Sbrana I, Caretto S, Rainaldi G, Loprieno N
Dipartimento di Scienze dell'Ambiente e del Territorio, Università di Pisa, Italy.
Mutat Res. 1991 May;248(1):145-53. doi: 10.1016/0027-5107(91)90096-7.
The induction of chromosomal aberrations and sister-chromatid exchanges (SCE) was studied in human lymphocyte cultures treated with chloramphenicol (CAP), an antimicrobial agent acting by inhibiting protein synthesis. Moreover chromosomal aberrations and sister-chromatid exchanges were studied in bone marrow cells of treated mice and in Chinese hamster cell cultures (V79) respectively. While no aberrations were induced by short treatments in human lymphocytes exposed in G1 and G2 phases, high frequencies of aberrations, exclusively of the chromatid type, were induced when the drug was administered during a whole cell cycle. Aberrant metaphases were detected only at the end and a few hours after the end of treatment; at later times aberrant cells reached control values. Doses producing aberrations only slightly increased SCE both in human lymphocytes and in V79 cells. In mouse bone marrow cells CAP induced a high mitotic delay and few structural aberrations; intrachromosomal vacuoles were observed.

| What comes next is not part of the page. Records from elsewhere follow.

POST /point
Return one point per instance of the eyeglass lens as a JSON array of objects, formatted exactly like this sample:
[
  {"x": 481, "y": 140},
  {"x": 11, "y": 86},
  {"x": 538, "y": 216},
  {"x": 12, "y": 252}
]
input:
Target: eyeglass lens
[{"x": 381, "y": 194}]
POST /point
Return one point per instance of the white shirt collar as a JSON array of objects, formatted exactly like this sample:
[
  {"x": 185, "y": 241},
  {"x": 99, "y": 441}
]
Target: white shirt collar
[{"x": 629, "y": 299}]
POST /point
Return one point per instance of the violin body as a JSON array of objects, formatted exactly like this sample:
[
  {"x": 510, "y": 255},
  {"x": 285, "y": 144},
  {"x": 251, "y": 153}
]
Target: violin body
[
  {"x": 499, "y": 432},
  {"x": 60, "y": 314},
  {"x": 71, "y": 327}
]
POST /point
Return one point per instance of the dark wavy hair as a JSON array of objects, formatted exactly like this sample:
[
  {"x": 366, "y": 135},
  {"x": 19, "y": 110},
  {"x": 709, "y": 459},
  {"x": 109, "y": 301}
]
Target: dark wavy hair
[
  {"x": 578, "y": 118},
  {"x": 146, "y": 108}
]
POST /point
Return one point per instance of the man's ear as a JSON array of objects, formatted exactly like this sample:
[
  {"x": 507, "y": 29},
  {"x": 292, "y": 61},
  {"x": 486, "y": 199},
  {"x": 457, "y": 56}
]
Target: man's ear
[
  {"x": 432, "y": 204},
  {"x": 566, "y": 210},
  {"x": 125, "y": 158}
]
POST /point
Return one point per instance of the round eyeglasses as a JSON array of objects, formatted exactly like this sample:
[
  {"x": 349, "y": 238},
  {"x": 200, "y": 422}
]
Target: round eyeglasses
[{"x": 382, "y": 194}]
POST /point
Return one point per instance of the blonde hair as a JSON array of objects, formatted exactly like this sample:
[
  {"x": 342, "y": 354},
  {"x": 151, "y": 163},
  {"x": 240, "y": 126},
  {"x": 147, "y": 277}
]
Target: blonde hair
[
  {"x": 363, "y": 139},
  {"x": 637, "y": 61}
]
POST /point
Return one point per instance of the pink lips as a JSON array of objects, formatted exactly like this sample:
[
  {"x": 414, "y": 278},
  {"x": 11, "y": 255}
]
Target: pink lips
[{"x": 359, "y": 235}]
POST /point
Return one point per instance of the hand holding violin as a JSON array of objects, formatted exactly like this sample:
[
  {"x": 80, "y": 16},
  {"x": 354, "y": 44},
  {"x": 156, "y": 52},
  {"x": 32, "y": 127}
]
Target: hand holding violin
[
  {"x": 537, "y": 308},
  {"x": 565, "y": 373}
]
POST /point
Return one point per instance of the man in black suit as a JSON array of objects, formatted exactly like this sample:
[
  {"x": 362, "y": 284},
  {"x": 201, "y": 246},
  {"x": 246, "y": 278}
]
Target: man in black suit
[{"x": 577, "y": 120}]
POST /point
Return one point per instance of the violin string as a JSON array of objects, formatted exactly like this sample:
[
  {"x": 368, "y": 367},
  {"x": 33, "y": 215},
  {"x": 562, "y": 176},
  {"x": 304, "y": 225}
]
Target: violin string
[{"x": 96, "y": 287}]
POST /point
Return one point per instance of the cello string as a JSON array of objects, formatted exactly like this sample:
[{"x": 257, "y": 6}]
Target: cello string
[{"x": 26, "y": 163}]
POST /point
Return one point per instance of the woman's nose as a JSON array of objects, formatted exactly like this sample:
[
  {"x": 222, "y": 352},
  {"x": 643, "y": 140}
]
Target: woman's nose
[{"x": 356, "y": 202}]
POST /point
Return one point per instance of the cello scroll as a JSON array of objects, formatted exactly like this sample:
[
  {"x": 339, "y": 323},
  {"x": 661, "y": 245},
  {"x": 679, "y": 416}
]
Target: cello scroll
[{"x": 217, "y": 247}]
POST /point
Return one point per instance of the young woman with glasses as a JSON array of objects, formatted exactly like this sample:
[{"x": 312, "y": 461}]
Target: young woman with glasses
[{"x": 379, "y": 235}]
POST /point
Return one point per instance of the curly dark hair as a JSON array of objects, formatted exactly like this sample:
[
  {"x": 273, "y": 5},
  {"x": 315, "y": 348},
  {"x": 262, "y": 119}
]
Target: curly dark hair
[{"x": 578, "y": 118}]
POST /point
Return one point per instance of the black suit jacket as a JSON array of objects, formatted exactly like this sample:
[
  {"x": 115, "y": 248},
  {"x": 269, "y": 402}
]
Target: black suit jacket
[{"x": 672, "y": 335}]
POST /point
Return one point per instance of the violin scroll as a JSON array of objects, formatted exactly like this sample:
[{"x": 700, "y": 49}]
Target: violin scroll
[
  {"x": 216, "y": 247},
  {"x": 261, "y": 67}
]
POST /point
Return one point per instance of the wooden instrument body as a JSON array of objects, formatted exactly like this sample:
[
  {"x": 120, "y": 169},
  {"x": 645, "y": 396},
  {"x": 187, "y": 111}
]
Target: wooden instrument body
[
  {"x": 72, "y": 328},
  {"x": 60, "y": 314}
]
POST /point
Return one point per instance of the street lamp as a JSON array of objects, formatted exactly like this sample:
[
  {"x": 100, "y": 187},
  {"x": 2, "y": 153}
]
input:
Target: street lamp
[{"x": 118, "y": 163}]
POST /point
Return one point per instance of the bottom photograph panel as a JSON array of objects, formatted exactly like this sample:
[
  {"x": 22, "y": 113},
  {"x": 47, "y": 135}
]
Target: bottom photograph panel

研究了用氯霉素(CAP)处理的人淋巴细胞培养物中染色体畸变和姐妹染色单体交换(SCE)的诱导情况,氯霉素是一种通过抑制蛋白质合成起作用的抗菌剂。此外,分别研究了经处理小鼠的骨髓细胞和中国仓鼠细胞培养物(V79)中的染色体畸变和姐妹染色单体交换。在G1期和G2期暴露的人淋巴细胞中,短期处理未诱导出畸变,但当在整个细胞周期中给药时,诱导出了高频率的畸变,且均为染色单体型。仅在处理结束时及结束后数小时检测到异常中期;在随后的时间里,异常细胞达到对照值。在人淋巴细胞和V79细胞中,产生畸变的剂量仅略微增加了SCE。在小鼠骨髓细胞中,氯霉素诱导了高度的有丝分裂延迟和少量的结构畸变;观察到了染色体内空泡。